But we have very little empirical data to test model assumptions in wild plant
species.
My research on Mimulus guttatus began as a collaborative effort
with John Willis, Lila Fishman, and Camille Barr to understand the origin and
evolution of a CMS gene in this species, and particularly why the male-sterile
phenotype is completely suppressed in nature. We are able to take advantage of
the increasingly available genetic tools for this
system, including a full genome sequencing project by
JGI. This research is aimed at understanding molecular
and population genetics of CMS, how it spreads within and among populations,
and whether or not CMS in this hermaphroditic species may contribute to
reproductive isolation, either among populations of M. guttatus or between species of Mimulus (see Case
& Willis 2008).
With the full genome sequence now available,
Jeff Mower and I have analyzed the Mimulus mitochondrial genome for structural and sequence
variation that may be related to CMS. Novel CMS genes are likely to be created
by structural rearrangements within the mt genome,
and these are often facilitated by recombination between repeat sequences.
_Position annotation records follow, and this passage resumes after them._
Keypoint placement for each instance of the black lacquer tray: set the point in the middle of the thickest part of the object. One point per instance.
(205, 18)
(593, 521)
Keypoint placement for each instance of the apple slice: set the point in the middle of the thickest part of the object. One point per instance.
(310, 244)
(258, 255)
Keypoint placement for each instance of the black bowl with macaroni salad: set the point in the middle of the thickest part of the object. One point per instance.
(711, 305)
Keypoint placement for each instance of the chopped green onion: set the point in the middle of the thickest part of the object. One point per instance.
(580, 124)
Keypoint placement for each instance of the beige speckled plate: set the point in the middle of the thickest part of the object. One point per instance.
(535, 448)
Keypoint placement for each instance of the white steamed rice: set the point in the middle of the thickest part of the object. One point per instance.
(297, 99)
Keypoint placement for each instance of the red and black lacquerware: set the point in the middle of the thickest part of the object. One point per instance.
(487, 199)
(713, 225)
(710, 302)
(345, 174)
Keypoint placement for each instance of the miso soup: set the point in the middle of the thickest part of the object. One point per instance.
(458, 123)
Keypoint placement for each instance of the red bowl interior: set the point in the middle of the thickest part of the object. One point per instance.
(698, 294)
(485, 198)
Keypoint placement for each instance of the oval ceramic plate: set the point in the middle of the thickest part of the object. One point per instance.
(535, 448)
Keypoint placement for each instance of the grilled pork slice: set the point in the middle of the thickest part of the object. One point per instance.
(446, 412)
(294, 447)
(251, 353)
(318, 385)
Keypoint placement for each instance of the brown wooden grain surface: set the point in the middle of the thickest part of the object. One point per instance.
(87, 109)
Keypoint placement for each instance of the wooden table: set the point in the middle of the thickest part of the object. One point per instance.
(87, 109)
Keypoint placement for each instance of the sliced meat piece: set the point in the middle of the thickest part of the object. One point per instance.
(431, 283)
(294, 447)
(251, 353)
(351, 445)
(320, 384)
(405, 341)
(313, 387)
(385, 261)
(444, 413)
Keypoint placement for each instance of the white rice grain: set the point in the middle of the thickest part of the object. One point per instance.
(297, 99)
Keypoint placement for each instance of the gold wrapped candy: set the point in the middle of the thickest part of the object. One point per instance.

By
identifying and characterizing repeats, we are beginning to see patterns that
may help us understand how the M. guttatus CMS was created (see Mower et al. 2012).
In screening for mt
variation among natural populations, we have found evidence of mitochondrial heteroplasmy in M. guttatus. Like CMS, heteroplasmy
appears to be geographically restricted. Eric Floro
(M.Sc. 2011) investigated how widespread heteroplasmy
is within the species, and the mechanisms that generate and maintain heteroplasmy. We are particularly interested in the
potential for occasional biparental inheritance
(i.e., paternal leakage) to contribute to heteroplasmy.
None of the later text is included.